Na Assembleia, Sindsaúde participa do ato da Educação contra retirada de direitos   

Na Assembleia, Sindsaúde participa do ato da Educação contra retirada de direitos   

*Publicada em 11.12.2019 às 18h10

A presidenta do Sindsaúde, Flaviana Alves, participou na tarde desta quarta-feira (11) da Assembleia Geral dos servidores estaduais da Educação e de outras categorias que ocorreu na porta da Assembleia Legislativa de Goiás. A mobilização ocorreu em função dos projetos que enviados pelo governador, Ronaldo Caiado, que retiram direitos.

Estão em risco o direito ao quinquênio, à licença-prêmio, entre outros. Além disso, o governador quer mudar as regras da aposentadoria para os servidores públicos e aumentar a contribuição previdenciária por meio de uma alíquota extra de até 8%.

Esse é um momento em que todos os trabalhadores devem se unir e impedir os desmontes dos seus direitos. Haverá graves prejuízo para nós, servidores públicos, caso a Assembleia aprove esses projetos da forma que chegaram. Entendendo a gravidade da situação, o Sindsaúde apoia o movimento da Educação e conclama todo o funcionalismo para estar junto nas mobilizações”, enfatiza Flaviana.

Reunião 

Nesta manhã, na sede da Asmego, diretores do Sindsaúde e de outras entidades sindicais se reuniram com um grupo de deputados estaduais para denunciar a retirada de direitos que afeta os servidores estaduais.
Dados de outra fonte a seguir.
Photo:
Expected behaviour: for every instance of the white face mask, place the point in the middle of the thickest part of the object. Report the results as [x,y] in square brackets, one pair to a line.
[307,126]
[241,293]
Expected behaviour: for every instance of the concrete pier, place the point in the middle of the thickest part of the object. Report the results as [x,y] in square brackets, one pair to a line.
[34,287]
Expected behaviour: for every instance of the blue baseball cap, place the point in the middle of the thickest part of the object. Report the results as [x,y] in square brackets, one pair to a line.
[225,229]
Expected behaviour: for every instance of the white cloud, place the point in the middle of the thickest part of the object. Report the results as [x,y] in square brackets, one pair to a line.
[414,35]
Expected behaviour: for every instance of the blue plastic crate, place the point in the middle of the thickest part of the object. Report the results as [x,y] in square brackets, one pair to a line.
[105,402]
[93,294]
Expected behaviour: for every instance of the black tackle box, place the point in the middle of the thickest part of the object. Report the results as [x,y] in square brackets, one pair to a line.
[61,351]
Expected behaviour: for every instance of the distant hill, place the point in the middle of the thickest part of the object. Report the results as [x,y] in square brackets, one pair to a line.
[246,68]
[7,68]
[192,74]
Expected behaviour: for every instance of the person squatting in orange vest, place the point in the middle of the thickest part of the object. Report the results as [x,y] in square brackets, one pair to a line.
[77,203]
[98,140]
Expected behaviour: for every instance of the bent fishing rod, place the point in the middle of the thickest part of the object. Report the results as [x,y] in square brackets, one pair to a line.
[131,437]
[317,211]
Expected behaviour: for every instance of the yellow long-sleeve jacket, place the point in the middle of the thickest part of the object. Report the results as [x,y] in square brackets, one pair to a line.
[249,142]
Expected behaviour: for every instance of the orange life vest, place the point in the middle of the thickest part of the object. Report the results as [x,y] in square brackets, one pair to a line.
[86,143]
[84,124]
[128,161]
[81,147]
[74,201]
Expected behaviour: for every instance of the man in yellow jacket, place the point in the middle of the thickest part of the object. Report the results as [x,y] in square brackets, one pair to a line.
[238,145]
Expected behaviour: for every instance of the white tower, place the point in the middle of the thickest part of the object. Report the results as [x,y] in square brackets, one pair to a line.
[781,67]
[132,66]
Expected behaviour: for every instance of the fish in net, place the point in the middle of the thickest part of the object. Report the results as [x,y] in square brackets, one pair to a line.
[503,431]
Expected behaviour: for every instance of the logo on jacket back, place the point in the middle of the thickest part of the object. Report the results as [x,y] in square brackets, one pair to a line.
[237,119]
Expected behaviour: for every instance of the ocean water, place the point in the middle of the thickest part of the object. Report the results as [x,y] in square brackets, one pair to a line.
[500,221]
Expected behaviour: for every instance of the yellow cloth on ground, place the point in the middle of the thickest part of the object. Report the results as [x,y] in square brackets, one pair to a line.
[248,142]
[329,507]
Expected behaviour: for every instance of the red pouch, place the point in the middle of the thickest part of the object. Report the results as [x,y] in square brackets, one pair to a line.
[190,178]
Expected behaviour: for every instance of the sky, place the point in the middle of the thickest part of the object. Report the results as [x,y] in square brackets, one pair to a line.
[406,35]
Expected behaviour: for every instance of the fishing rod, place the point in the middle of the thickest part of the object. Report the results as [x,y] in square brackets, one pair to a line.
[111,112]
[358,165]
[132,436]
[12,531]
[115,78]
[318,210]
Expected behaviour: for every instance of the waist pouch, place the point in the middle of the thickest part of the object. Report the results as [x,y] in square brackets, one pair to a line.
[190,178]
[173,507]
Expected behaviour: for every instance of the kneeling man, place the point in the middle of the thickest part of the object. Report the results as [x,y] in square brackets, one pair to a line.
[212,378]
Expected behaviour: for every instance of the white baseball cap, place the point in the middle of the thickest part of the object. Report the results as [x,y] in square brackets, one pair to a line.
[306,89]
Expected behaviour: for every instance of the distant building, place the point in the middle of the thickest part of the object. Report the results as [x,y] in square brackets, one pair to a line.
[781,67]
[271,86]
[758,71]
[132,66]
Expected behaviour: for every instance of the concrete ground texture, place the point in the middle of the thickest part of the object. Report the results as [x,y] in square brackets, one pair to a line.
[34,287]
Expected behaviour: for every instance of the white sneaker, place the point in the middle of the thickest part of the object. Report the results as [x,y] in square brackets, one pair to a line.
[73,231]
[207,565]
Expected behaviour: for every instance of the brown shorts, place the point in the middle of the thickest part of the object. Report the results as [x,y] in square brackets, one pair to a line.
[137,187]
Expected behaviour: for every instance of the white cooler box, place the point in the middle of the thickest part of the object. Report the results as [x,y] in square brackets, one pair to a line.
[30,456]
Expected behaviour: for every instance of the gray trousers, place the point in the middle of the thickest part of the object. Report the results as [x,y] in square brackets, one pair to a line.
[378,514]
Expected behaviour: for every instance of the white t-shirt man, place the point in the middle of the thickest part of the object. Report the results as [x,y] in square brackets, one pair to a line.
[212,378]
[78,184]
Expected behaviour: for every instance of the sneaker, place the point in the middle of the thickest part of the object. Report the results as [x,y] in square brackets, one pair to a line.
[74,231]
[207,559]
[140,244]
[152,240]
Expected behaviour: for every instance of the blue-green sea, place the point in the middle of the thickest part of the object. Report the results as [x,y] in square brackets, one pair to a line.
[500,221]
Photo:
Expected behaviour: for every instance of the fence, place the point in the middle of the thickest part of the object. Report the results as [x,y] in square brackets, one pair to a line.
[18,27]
O Sindsaúde buscou o apoio dos parlamentares para barrar os projetos enviados ao Legislativo pelo governador. 

Mobilização da Saúde

A presidenta lembra que já está agendada para esta quinta-feira (12), às 14h, também na Assembleia Legislativa, uma assembleia dos servidores estaduais da Saúde cujo propósito também é demonstrar a insatisfação da categoria com as medidas que penalizam o servidor.

RESULTADO DAS PROPOSTAS DE CAIADO:

  • Retira adicional de por tempo de serviço (quinquênio) incorporável à aposentadoria, proventos e pensões, sem que haja qualquer contrapartida ou compensação;
  • Retira a paridade de remuneração em caso de afastamento do(a) servidor(a) para exercício de mandatos eletivos e substitui pela obrigatoriedade de filiação ao regime próprio de origem do(a) servidor(a);
  • Retira, sem compensação, o auxílio especial para servidores(as) cujo(as) filhos(as) são portadores(as) de necessidades especiais;
  • Muda as regras de aposentadoria, o que impede o planejamento do(a) trabalhador(a) e impossibilita a aposentadoria em dois cargos;
  • Não adotar estudos e discussões prévias sobre os requisitos, cálculos e reajustamentos da aposentadoria dos(as) servidores(as) públicos;
  • Cria um teto para o pagamento da aposentadoria vinculado ao limite estabelecido pelo Regime Geral da Previdência Social;
  • Acaba com a faixa especial de contribuição dos(as) servidores(as) aposentados(as) que são portadores de incapacidade;
  • Adota encargos excessivos nas contribuições previdenciárias para servidores(as) ativos(as), aposentados(as) e pensionistas sendo a alíquota progressiva com o valor do salário ou benefício recebido.